I stood over her, scolding, “You talk of nothing but gold. It’s very boring. You don’t even mention your operation anymore.”
“What operation?” Sylvia glanced up from her book to ask.
“I don’t feel I know you anymore, Sylvia. The way you went at that squirrel under the house; you could have killed it.”
“That was the idea. I would have killed it if it hadn’t escaped, the dirty rat. But look who’s calling the kettle black, Miss Hypocrite.”
“I beg you pardon. I have never been violent.”
“What do you call it when you go after mice with the flat end of the ax? You’ve even taken to keeping the ax in the bedroom.”
“I call it putting them out of their misery. I only hit the mice that are caught in the sticky traps.”
“Let’s get to the bottom of this ethical question,” Sylvia said in her best district attorney
manner. “Who put the sticky traps there for the mice to get caught in?”

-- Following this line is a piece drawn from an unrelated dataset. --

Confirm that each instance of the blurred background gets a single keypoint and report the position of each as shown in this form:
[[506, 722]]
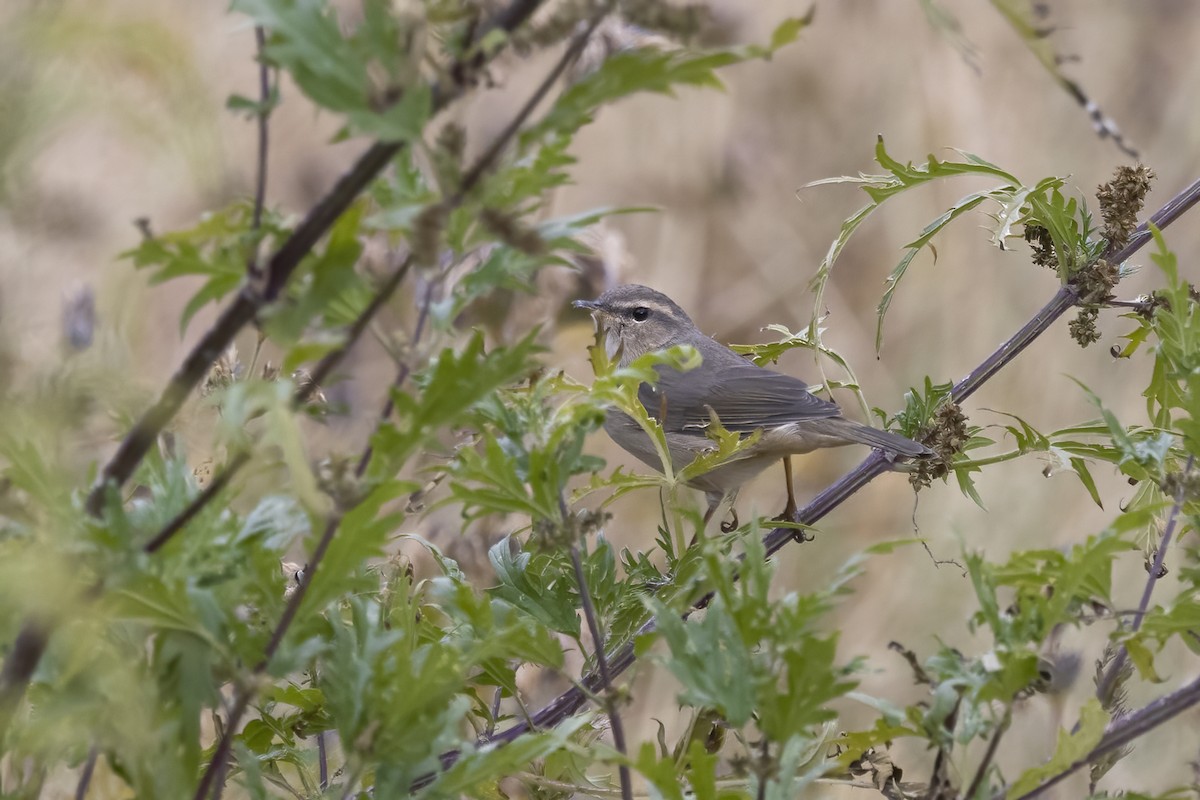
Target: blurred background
[[113, 110]]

“Well, I did, of course, but it was after yelling at them to get out of my house. I played fair. I told them what would happen if they ignored me, which they have consistently done. I’m just defending my territory, something anyone would do.” Around here in my lecture Sylvia vacated my chair and went over to her food dish. She slurped away at her Iams while I continued, “I don’t enjoy killing mice but I really don’t enjoy sharing my bedroom with them. It’s not just one mouse. It’s all their aunts, uncles and cousins. They’re eating my DeCon like it’s candy. And every day there’s another one in the sticky trap. If anyone has a better mousetrap, I’d like to hear about it.”
“What about the cats?” Sylvia asked. “They could earn their keep for once.”
“I can’t really have them in the house for longer than a minute or two. You know I’m allergic. That aside, I tried bringing RingWorm in once a few years ago, and she just lay on my bed and pretended the mice weren’t there, just like you do. As for Gordo, he’s so wild, he’d probably get stuck in the sticky traps himself.”
“It’s not that I mind you killing them,” Sylvia said. “I’ve never had much use for mice myself. Mickey and Minnie are OK, but they do honest work in comic books and movies and even at Disneyland, but the rest of the mice kingdom i just moochers. I could never have a mouse for a friend.” She paused for a moment before adding, “I suppose you think I’m prejudiced.”
“I’ll join you in the prejudice. Come into the bedroom and hold the plastic bag while I tip the latest trap and its deceased occupant into it.”
“Then what happens to it?” Sylvia asked.
“It goes into the trash with its relatives. Good riddance.”
“I don’t know, Boss. You say you don’t know me anymore but I can say the same of you. I never pictured you as a killer.”
“It’s not a role I fancy but it’s them or me and I paid for this house and I pay the taxes on it.”
“ I suppose it’s all right but you needn’t criticize me concerning my handling of the two-faced squirrel that was stealing our gold.”
“Here,” I proffered my hand and Sylvia extended her paw. “Shake on it and hand me the axe.”